Florida Record

Friday, November 22, 2019

Cleveland Clinic Florida Hospital denied motion to dismiss ADA case involving placement of trash bins


By Charmaine Little | Aug 16, 2019

General court 10

The U.S. District Court in the Southern District of Florida denied a Florida health-care facility’s attempt to get an Americans with Disabilities Act claim against it dismissed.

Chief U.S. Magistrate Judge John J. O’Sullivan ruled on the case.

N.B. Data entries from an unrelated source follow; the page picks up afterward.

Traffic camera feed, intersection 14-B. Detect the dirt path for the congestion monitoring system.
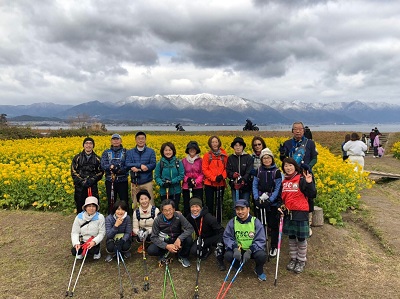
[361,150,400,255]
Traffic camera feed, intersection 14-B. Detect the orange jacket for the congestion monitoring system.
[202,148,228,187]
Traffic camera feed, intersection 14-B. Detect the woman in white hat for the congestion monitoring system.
[71,196,106,260]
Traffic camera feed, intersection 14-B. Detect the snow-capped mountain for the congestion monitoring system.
[0,93,400,125]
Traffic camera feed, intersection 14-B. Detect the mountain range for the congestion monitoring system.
[0,93,400,125]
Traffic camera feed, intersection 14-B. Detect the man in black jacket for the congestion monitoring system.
[71,137,104,214]
[186,197,226,271]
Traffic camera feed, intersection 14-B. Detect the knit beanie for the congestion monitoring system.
[82,137,94,148]
[189,197,203,208]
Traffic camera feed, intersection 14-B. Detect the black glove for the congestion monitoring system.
[163,180,171,188]
[188,178,196,188]
[215,174,224,183]
[114,239,124,252]
[300,163,310,171]
[233,248,242,262]
[279,143,286,156]
[243,249,252,263]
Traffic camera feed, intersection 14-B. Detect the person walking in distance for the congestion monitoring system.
[126,131,156,209]
[101,134,131,214]
[71,137,104,214]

Gary Kahn sued Cleveland Clinic Florida Hospital alleging it violated the act as trash and linen bins were placed in a possibly hazardous section of an accessible area. A previous court granted an injunction for Kahn in January, and Cleveland Clinic filed a motion to dismiss, which the court denied. 

Cleveland Clinic said the case should be dismissed because it remade an office into a changing room and “recessed the trash bins in two accessible restrooms,” according to the lawsuit. The clinic also took out the extra trash bin from another accessible bathroom and put up signage in English and Spanish that informed patrons not to put a trash bin in that space. 

But the court said it had concerns that Cleveland Clinic didn’t properly relay to its staff how important it was to keep the floor space clear and free of any barricades. It brought up an instance in which a party discovered that a trash bin blocked a clear space of a baby changing station. Cleveland Clinic fixed this by switching out the changing station with a seat-cover dispenser, but it left the trash bin where it was, the court said, blocking the newly installed dispenser.

The court said, it “has no assurances that the defendant would maintain its accessible restrooms free of encroachments” without an injunction against it. "An injunction is especially warranted given the defendant’s failed attempts at keeping its accessible restrooms free of encroachments coupled with its continued insistence that it ‘has a good faith belief that the ADA does not apply to the movable bins such as the trash bins or the linen bins,’” O'Sullivan wrote in his ruling.

O'Sullivan also determined Kahn is owed reasonable attorney’s fees and legal costs, but he denied Kahn’s attempt to get sanctions against the defendant as Kahn didn’t follow Rule 11 when filing it. That rule says a sanctions motion can’t be filed within 21 days after service.